Publican el primer volumen consagrado al realizador de Cien niños esperando un tren.
Nota de Pablo Marín, aparecida en el diario La Tercera, el 5 de octubre del 2015, con ocasión del lanzamiento de este libro (ver nota en el diario AQUÍ).

La primera vez que Ignacio Agüero apareció en un libro fue en calidad de ayudante de investigación de Re-visión del cine chileno (1979). En la página 7 del volumen figura, de jeans y sonriente, junto a la autora, Alicia Vega, y a cuatro compañeros de la carrera de cine Escuela de Artes de la Comunicación UC: Carlos Besa, Cristián Lorca, Gerardo Cáceres y Roberto Roth. La última vez fue hace dos días, y ahora su propia obra es el tema. En medio de ambas apariciones, Agüero construyó una de las filmografías destacadas de la historia del cine chileno, ficción o no ficción.

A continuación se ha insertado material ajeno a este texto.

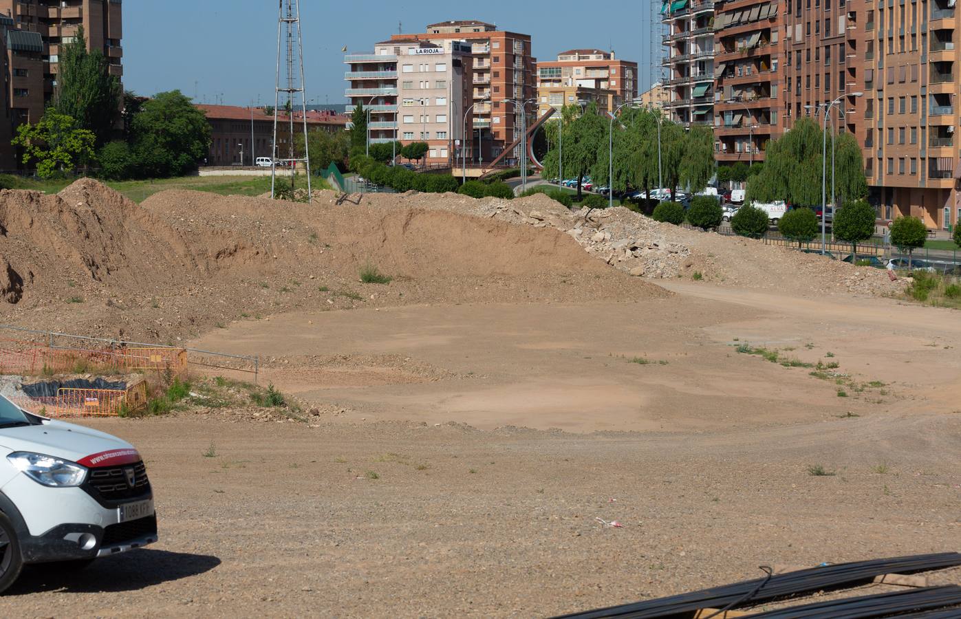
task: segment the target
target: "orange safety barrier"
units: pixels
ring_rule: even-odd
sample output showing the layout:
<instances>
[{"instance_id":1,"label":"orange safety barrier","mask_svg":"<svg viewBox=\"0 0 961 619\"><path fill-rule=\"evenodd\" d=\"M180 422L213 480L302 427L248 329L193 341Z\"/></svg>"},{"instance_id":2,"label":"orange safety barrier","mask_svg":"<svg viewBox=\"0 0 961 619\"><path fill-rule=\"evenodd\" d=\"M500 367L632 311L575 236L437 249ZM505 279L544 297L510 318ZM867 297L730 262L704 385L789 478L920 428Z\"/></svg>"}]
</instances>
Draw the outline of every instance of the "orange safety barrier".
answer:
<instances>
[{"instance_id":1,"label":"orange safety barrier","mask_svg":"<svg viewBox=\"0 0 961 619\"><path fill-rule=\"evenodd\" d=\"M125 408L139 410L147 404L147 384L143 381L126 389L61 388L54 397L16 396L13 404L44 417L116 417Z\"/></svg>"}]
</instances>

El 26 de septiembre pasado, en el GAM, y al amparo del 19° Fidocs, se presentó El cine de Ignacio Agüero. El documental como la lectura de un espacio, de Valeria de los Ríos y Catalina Donoso. Académicas de la UC y la U. de Chile, respectivamente, las autoras proponen la reparación de una “deuda para con su filmografía en términos de un análisis crítico más extenso, por lo demás siempre inconcluso para un corpus todavía en construcción”.
Nuevos volúmenes, o una puesta al día de éste, incorporarán el aporte agüeriano que aún está por venir (partiendo por una especie de continuación de Como me da la gana, de 1985, donde registró rodajes de sus colegas cineastas). Pero por lo pronto, subrayan las autoras, es necesario examinar títulos como Aquí se construye y Cien niños esperando un tren (donde la mencionada Alicia Vega es figura central). No en términos tan académicos ni en secuencia cronológica, sino explorando las diversas dimensiones a las que éstos y los demás filmes remiten. En interacción con el propio cineasta, que hasta escribe un pequeño texto al principio, y en la convicción compartida de que “la obra de Agüero es fundamental a la hora de pensar el cine chileno contemporáneo”.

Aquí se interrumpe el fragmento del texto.